To complete this exercise, let's merge these VCFs from two different callers into one combined output file. We're going to accomplish this using the CombineVariants tool bundled with older versions of GATK. Drop into this container: mgibio/gatk-cwl:3.6.0
Then run the command:
/usr/bin/java -Xmx2g -jar /opt/GenomeAnalysisTK.jar -T CombineVariants -genotypeMergeOptions PRIORITIZE --rod_priority_list mutect,varscan -o /data/combined.vcf.gz -R /data/inputs/chr17.fa --variant:mutect /data/mutect.filtered.vcf.gz --variant:varscan /data/varscan_merged.vcf.gz
Notice that we have to tell the tool what to do with overlaps. If both VCFs contain the same variant call, which line do we keep? Different tools output different types of auxiliary information, and so we have to choose one. It also adds the "set" attribute, which tells which item came from which VCF (or contains a value like "FilteredInAll" which tells us that it didn't pass anywhere.
- Take a look through this file - how many variants (if any) were called by both callers?
The differences in variants called reflect different underlying statistical models and assumptions. In this case, it also reflects that we didn't run through the whole Mutect filtering process, and didn't filter the VarScan calls at all! Still, it's important to realize that different callers have different strengths and weaknesses!
If all of this seems a little complicated, well, that's because it is! Variant calling, filtering, and prioritization is a difficult problem, and doubly so for somatic variants - the challenges of purity, ploidy, and heterogeneity that we talked about in the lecture are challenging to overcome.
Thankfully, solid pipelines exist for running variant calling. Pipelines help you in two ways: 1) they encapsulate many of these steps, and allow you specify needed inputs and just say "Go". 2) They benefit from years of fine-tuning from folks who have thought deeply about the problem. Many such pipelines exist: for one example, you could look at the CWL pipelines in the analysis-workflows repository or comparable WDL workflows in the analysis-wdls repository.

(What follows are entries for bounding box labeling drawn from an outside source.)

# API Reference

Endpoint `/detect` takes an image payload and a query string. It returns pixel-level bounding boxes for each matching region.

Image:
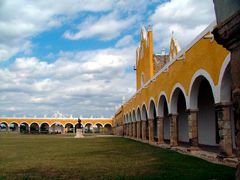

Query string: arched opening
[177,91,189,143]
[141,104,149,140]
[51,123,64,134]
[220,63,236,149]
[158,95,170,144]
[20,122,29,133]
[149,100,158,141]
[95,123,103,133]
[132,110,137,137]
[84,123,92,133]
[171,86,189,143]
[9,122,19,132]
[137,108,142,139]
[198,78,219,146]
[40,123,49,134]
[0,122,8,132]
[65,123,74,133]
[104,124,112,134]
[30,123,39,133]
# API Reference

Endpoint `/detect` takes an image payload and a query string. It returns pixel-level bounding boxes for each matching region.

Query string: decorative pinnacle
[148,25,152,31]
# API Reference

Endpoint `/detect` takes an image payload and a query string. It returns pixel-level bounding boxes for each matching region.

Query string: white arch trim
[187,69,219,109]
[39,122,50,127]
[141,102,149,120]
[216,53,231,103]
[132,108,137,122]
[148,96,157,119]
[168,83,188,114]
[135,106,142,121]
[156,91,169,116]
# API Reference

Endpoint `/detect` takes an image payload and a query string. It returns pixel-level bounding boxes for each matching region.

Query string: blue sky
[0,0,215,117]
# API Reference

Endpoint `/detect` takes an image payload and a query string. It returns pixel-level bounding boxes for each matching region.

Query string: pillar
[137,121,141,139]
[142,120,147,140]
[188,109,198,147]
[148,119,154,142]
[216,103,233,157]
[170,114,178,146]
[157,116,164,144]
[133,122,136,137]
[73,126,75,133]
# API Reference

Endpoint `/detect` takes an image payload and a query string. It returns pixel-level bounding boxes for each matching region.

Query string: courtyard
[0,133,235,179]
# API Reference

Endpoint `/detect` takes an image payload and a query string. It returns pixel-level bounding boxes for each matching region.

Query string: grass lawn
[0,133,235,180]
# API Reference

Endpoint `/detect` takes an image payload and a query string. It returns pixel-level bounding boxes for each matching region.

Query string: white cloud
[0,47,135,117]
[115,35,134,47]
[0,0,114,61]
[150,0,215,50]
[64,13,136,40]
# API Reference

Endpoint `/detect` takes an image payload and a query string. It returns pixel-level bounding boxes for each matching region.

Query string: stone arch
[148,98,158,140]
[132,109,136,122]
[84,122,93,133]
[187,69,217,109]
[40,122,49,134]
[137,106,142,139]
[141,103,148,120]
[219,57,232,103]
[170,83,189,143]
[51,122,64,134]
[19,122,30,133]
[9,122,19,132]
[129,112,132,123]
[64,123,74,133]
[141,104,149,139]
[216,54,232,103]
[197,78,219,146]
[169,83,187,114]
[30,122,40,133]
[137,107,141,121]
[0,122,9,131]
[157,92,168,117]
[177,91,189,143]
[104,123,112,134]
[126,113,129,123]
[158,94,170,143]
[95,123,103,133]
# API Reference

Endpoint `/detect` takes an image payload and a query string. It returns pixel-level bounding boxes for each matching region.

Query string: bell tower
[136,26,154,90]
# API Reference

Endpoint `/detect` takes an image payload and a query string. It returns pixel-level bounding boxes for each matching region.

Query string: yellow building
[113,23,235,156]
[0,117,113,134]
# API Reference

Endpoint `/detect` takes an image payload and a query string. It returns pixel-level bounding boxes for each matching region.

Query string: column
[17,125,21,134]
[188,109,198,147]
[148,119,154,142]
[170,114,178,146]
[137,121,141,139]
[134,121,138,138]
[216,103,233,157]
[157,116,164,144]
[142,120,147,140]
[72,126,75,133]
[133,122,136,137]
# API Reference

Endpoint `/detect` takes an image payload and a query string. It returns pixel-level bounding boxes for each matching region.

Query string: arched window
[141,73,144,87]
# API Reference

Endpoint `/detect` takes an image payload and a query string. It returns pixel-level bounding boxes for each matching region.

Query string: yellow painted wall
[0,118,113,126]
[115,24,229,124]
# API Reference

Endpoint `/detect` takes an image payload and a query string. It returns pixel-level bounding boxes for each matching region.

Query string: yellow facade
[0,118,113,127]
[115,23,230,132]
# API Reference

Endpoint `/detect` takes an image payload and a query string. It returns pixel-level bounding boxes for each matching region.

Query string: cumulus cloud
[0,0,114,61]
[0,47,135,117]
[115,35,135,47]
[150,0,215,50]
[64,13,136,40]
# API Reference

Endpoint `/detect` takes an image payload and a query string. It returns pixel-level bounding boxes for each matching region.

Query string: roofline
[124,20,217,104]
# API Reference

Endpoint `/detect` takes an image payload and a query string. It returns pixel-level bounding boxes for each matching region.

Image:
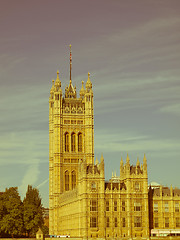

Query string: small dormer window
[134,182,140,191]
[91,182,96,190]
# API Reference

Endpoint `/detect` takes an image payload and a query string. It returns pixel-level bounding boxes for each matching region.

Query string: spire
[69,44,72,82]
[143,154,147,164]
[136,157,140,167]
[101,154,104,162]
[120,157,123,166]
[95,157,99,165]
[126,153,130,163]
[50,79,54,92]
[86,72,92,89]
[55,70,61,87]
[79,81,85,98]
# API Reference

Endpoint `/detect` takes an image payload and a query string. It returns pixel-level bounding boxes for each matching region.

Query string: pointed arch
[71,170,76,189]
[64,132,69,152]
[71,132,76,152]
[64,171,69,191]
[78,132,83,152]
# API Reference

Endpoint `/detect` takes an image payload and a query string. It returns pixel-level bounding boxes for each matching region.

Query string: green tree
[23,185,44,237]
[0,187,23,237]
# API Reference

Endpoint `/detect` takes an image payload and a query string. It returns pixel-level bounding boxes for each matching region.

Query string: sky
[0,0,180,207]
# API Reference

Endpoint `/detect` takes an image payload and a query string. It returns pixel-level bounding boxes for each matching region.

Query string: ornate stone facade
[49,50,180,239]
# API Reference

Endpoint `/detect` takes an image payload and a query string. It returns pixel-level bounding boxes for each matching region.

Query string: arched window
[78,133,82,152]
[71,133,76,152]
[65,133,69,152]
[65,171,69,191]
[71,171,76,189]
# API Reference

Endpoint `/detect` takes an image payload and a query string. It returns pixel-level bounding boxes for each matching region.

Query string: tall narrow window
[65,171,69,191]
[122,218,126,227]
[176,217,180,228]
[114,217,117,227]
[90,200,98,212]
[134,201,141,211]
[71,133,76,152]
[165,218,169,228]
[154,217,159,228]
[154,202,158,212]
[175,202,179,212]
[106,217,109,227]
[122,201,126,212]
[78,133,82,152]
[114,200,117,212]
[106,201,109,212]
[164,202,169,212]
[65,133,69,152]
[90,217,98,228]
[134,217,142,227]
[71,171,76,189]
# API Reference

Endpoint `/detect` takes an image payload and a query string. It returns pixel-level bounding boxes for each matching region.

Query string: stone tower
[49,45,94,234]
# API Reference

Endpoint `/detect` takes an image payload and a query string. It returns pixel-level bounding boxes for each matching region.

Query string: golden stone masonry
[49,47,180,239]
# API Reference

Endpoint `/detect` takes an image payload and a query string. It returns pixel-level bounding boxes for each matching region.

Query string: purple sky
[0,0,180,206]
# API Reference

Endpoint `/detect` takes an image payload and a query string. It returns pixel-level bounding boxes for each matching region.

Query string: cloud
[95,129,180,153]
[160,103,180,116]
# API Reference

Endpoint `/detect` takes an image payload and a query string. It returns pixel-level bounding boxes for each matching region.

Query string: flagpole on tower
[69,44,72,81]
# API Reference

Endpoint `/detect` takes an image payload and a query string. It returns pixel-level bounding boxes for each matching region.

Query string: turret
[143,154,147,174]
[126,153,130,175]
[79,81,86,99]
[120,157,124,179]
[86,72,92,92]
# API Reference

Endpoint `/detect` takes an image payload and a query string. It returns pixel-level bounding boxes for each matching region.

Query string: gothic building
[49,47,180,239]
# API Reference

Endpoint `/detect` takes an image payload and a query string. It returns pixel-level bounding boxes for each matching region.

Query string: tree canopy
[0,185,47,237]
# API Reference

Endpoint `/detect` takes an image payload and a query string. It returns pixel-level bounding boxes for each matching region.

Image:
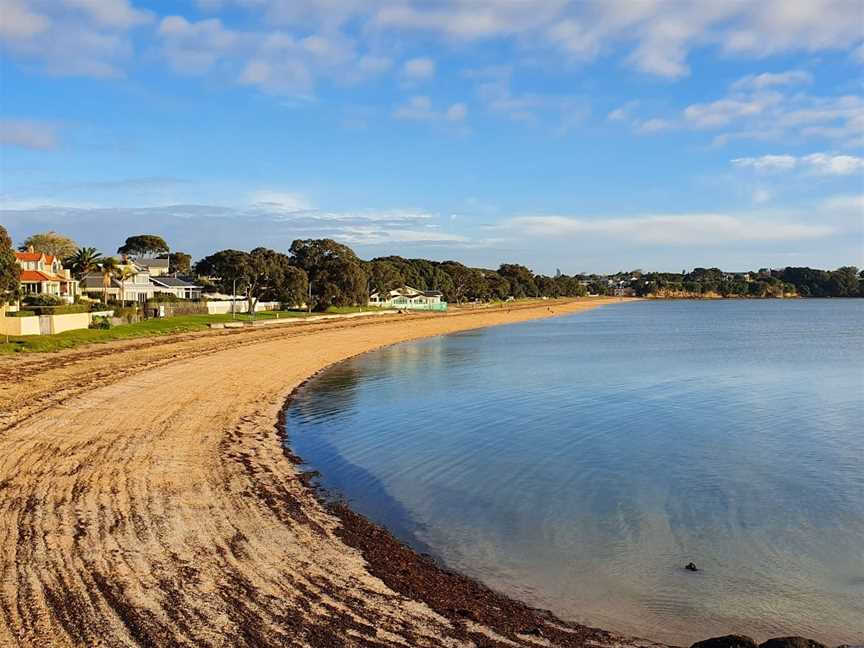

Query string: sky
[0,0,864,274]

You still need to be aware of some of the underlying issues and relevant parameters, as we discussed above, but using a pre-built pipeline can save you a lot of time!
If you'd like to see the results of your hard work, you can take a look at some of these variants in IGV.

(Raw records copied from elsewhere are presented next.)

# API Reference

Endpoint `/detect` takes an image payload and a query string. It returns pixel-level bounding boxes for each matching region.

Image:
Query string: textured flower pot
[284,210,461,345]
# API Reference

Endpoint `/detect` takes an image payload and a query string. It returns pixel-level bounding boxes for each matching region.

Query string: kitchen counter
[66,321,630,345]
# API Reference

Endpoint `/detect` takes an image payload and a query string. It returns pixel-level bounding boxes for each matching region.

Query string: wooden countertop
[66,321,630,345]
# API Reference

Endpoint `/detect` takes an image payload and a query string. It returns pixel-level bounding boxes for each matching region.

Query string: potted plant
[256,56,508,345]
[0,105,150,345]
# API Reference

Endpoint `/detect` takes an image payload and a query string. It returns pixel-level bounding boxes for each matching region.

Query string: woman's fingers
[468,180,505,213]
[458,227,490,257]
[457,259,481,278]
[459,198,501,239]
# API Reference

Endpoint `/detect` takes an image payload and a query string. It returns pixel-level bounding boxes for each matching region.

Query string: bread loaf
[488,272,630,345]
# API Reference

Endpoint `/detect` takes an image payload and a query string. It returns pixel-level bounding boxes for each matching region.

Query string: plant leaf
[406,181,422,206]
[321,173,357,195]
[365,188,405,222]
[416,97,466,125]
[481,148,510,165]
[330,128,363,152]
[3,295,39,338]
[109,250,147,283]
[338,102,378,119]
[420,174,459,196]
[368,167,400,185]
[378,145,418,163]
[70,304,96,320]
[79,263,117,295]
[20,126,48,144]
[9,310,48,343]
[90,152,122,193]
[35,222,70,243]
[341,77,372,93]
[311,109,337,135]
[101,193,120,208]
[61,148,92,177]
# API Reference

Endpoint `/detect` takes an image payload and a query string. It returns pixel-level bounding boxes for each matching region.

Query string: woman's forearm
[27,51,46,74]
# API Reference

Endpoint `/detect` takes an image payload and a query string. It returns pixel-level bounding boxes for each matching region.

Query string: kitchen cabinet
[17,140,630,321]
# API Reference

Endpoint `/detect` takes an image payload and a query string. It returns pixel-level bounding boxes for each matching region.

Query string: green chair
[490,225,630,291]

- Open IGV, make sure you have genome build hg38 set, then load your
normal.bam
,tumor.bam
, and thecombined.vcf.gz
using "Open File". - Go to the position of the first variant in your VCF. Do you have high confidence that this variant is real? (look at the mapping quality of the reads)
- Now jump to position
chr17:7674764-7674830
in the TP53 gene. Does this look like a somatic (tumor-specific) variant to you? - Click on the name of your VCF file in the lefthand panel, then hit "CTRL-F". Note how it jumps to the next variant in the file. Does this one look more convincingly somatic?
- Click on the coverage track to view the readcounts and VAF of this variant. What could the VAF indicate about this tumor's purity or ploidy?
- Finally, zoom out until you can see several exons of TP53, but still see the coverage track. Notice the "bumps" in coverage over each exon that indicate this was Exome sequencing, not whole genome.
As proof of completion, please send Jenny a screenshot from IGV of a germline site that has an insertion or deletion.